The search user is a standard user in AD.

[crythias]

[Tue Jul 8 16:07:43 2014][Error][Kernel::System::User::UserLookup][834] No UserID found for 'xxxx.xxxx@xxxx.local'!
[Tue Jul 8 16:07:43 2014][Error][Kernel::System::User::UserLookup][834] No UserID found for 'xxxx.xxxx@xxxx.local'!
[Tue Jul 8 16:07:43 2014][Error][Kernel::System::User::UserLookup][834] No UserID found for 'xxxx.xxxx@xxxx.local'!
[Tue Jul 8 16:07:43 2014][Notice][Kernel::System::User::GetUserData] Panic! No UserData for user: 'xxxx.xxxx@xxxx.local'!!!

Code: Select all

#    $Self->{'AuthSyncModule::LDAP::AlwaysFilter'} = '';

    # AuthSyncModule::LDAP::UserSyncMap
    # (map if agent should create/synced from LDAP to DB after successful login)
    # you may specify LDAP-Fields as either
    #  * list, which will check each field. first existing will be picked ( ["givenName","cn","_empty"] )
    #  * name of an LDAP-Field (may return empty strings) ("givenName")
    #  * fixed strings, prefixed with an underscore: "_test", which will always return this fixed string
    $Self->{'AuthSyncModule::LDAP::UserSyncMap'} = {
        #DB -> 'LDAP',
        UserFirstname => 'givenName',
        UserLastname  => 'sn',
        UserEmail     => 'mail',
   };
   # defines AuthSyncBackend (AuthSyncModule) for AuthModule
    # if this key exists and is empty, there won't be a sync.
    # example values: AuthSyncBackend, AuthSyncBackend2
    $Self->{'AuthModule::UseSyncBackend'} = 'AuthSyncBackend1';

    # In case you need to use OTRS in iso-charset, you can define this
    # by using this option (converts utf-8 data from LDAP to iso).
#    $Self->{'AuthSyncModule::LDAP::Charset'} = 'iso-8859-1';

    # Net::LDAP new params (if needed - for more info see perldoc Net::LDAP)
    $Self->{'AuthSyncModule::LDAP::Params'} = {
       # port    => 389,
       # timeout => 120,
       # async   => 0,
      #  version => 3,
		inet4 => 1,
    };

This doesn't have 1 appended to keys.

[aph]

You mean 1 appended to the following keys?

Code: Select all

UserFirstname
UserLastname
UserEmail

I tried that, but errors continue. With IP address I get

Code: Select all

[Tue Jul  8 17:44:36 2014][Notice][Kernel::System::Auth::DB::Auth] User: xxxx.xxxx@xxxx.local doesn't exist or is invalid!!! (REMOTE_ADDR: ::1)
[Tue Jul  8 17:44:36 2014][Error][Kernel::System::Auth::LDAP::Auth][182] First bind failed! Bad file descriptor
[Tue Jul  8 17:44:36 2014][Error][Kernel::System::User::UserLookup][834] No UserID found for 'xxxx.xxxx@xxxx.local'!

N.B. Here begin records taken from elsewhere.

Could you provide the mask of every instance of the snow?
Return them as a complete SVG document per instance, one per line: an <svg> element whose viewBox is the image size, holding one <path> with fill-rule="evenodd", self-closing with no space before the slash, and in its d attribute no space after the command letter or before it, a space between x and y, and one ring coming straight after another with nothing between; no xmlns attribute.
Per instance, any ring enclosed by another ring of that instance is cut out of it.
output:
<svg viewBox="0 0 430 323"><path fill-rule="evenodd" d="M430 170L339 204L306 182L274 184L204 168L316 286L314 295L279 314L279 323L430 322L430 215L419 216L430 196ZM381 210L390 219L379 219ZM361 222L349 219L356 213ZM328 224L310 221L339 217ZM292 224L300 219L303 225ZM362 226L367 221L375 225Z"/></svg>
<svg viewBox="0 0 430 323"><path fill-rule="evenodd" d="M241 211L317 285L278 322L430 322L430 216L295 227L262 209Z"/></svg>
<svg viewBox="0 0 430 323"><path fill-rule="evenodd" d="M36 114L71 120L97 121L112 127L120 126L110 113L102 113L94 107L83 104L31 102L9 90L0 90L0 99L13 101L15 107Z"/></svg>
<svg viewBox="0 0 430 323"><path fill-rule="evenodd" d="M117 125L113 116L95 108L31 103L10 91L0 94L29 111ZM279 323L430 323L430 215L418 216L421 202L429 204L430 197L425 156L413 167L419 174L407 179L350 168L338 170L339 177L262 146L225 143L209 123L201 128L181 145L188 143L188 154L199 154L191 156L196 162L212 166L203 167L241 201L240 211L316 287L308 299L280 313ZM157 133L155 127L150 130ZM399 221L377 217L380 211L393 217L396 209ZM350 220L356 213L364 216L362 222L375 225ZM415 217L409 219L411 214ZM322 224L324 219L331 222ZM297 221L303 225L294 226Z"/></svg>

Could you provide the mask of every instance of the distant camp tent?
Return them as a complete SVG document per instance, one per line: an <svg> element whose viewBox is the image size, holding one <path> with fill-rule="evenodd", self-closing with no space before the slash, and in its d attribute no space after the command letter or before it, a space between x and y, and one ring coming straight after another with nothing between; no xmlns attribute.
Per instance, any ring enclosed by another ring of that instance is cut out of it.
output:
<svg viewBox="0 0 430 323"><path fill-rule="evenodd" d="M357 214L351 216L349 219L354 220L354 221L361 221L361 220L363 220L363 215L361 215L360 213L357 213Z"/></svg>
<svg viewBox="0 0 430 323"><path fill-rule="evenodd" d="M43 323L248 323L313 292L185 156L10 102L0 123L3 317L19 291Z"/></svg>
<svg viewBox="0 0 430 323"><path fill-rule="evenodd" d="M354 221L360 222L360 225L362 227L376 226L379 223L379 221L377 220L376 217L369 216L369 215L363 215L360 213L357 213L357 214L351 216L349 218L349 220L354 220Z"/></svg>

with server name otrsserver.xxxx.local I get

Code: Select all

[Tue Jul  8 17:52:31 2014][Notice][Kernel::System::Auth::DB::Auth] User: xxxx.xxxx@xxxx.local doesn't exist or is invalid!!! (REMOTE_ADDR: ::1)
[Tue Jul  8 17:52:32 2014][Error][Kernel::System::Auth::LDAP::Auth][167] Can't connect to otrsserver.xxxx.local: IO::Socket::INET6: connect: 10061
[Tue Jul  8 17:52:32 2014][Error][Kernel::System::User::UserLookup][834] No UserID found for 'xxxx.xxxx@aphajco.local'!

I have disabled IP6 in Ethernet properties.

Thank you

[crythias]

$Self->{'AuthSyncModule::LDAP::UserSyncMap'}
should be
$Self->{'AuthSyncModule::LDAP::UserSyncMap1'}

etc...

[aph]

It worked! Yay!

Thanks a lot for your patience crythias!